What were the options for Mandalia and his team? They could have simply collaborated on the Shared Services development programme using email, but there are limits to mailbox sizes. Content can also be lost in the sheer volume of email arriving in people’s inboxes and there were issues surrounding version control. SharePoint? This made it very difficult to share content outside the firewall with external partners. Couriers? These can be expensive and present security issues.
“The Ministry of Justice already had Huddle licenses, so it was a natural step to extend this for the Shared Services programme,” says Mandalia. “The cloud-based platform is pan government accredited at IL2, quick and easy to deploy, and very popular with users.”
Huddle enables all stakeholders to securely access, review, edit and approve content associated with the Shared Services programme. Individual workspaces are created according to the discipline or project in hand, with participants invited to the secure environment to collaborate.

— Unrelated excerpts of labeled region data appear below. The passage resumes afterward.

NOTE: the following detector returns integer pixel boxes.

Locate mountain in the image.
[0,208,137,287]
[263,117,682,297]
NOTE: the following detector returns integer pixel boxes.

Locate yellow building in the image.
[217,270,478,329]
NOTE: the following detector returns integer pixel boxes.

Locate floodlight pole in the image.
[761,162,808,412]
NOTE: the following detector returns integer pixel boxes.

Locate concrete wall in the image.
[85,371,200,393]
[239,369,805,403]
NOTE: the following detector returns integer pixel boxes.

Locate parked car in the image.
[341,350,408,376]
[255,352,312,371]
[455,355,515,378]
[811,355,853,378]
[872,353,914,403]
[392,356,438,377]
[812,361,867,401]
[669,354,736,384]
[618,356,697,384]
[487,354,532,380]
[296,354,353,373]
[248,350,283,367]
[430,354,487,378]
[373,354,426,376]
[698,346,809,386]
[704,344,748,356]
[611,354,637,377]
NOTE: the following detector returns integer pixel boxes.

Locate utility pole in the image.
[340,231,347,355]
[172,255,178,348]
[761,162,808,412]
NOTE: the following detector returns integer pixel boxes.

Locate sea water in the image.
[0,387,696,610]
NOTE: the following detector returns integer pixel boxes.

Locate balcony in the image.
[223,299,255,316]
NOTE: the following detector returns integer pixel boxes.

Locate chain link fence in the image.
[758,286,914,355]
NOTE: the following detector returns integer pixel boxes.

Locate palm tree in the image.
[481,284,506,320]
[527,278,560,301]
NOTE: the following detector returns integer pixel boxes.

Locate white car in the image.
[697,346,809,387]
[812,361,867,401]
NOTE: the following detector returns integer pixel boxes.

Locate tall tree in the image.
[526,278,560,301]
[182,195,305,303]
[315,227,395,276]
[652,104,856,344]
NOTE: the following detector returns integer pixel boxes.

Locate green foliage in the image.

“We no longer send attachments on email; relevant parties simply receive a link to the Huddle workspace containing the file,” says Mandalia. “If they are authorised to see the workspace, then they can review the document. There they can access it, comment on the content, and either approve it or request additional comment from other contributors. We know the status of every action, every download and every comment.”
Benefits of this cloud-based collaboration abound. The Ministry of Justice now has the flexibility to share content—documents, images, attachments and other materials—with external partners on the other side of the firewall. The previous limitations of not having a GSi account have been overcome and the content is secure.
In addition, stakeholders can log into Huddle from anywhere—on the train, at home or from the office.
“Put simply, Huddle makes the Ministry of Justice more productive,” says Mandalia “By sharing more content quickly and securely, we are able to push forward this ambitious Shared Services programme and make the Ministry of Justice more efficient at delivering excellent public services.”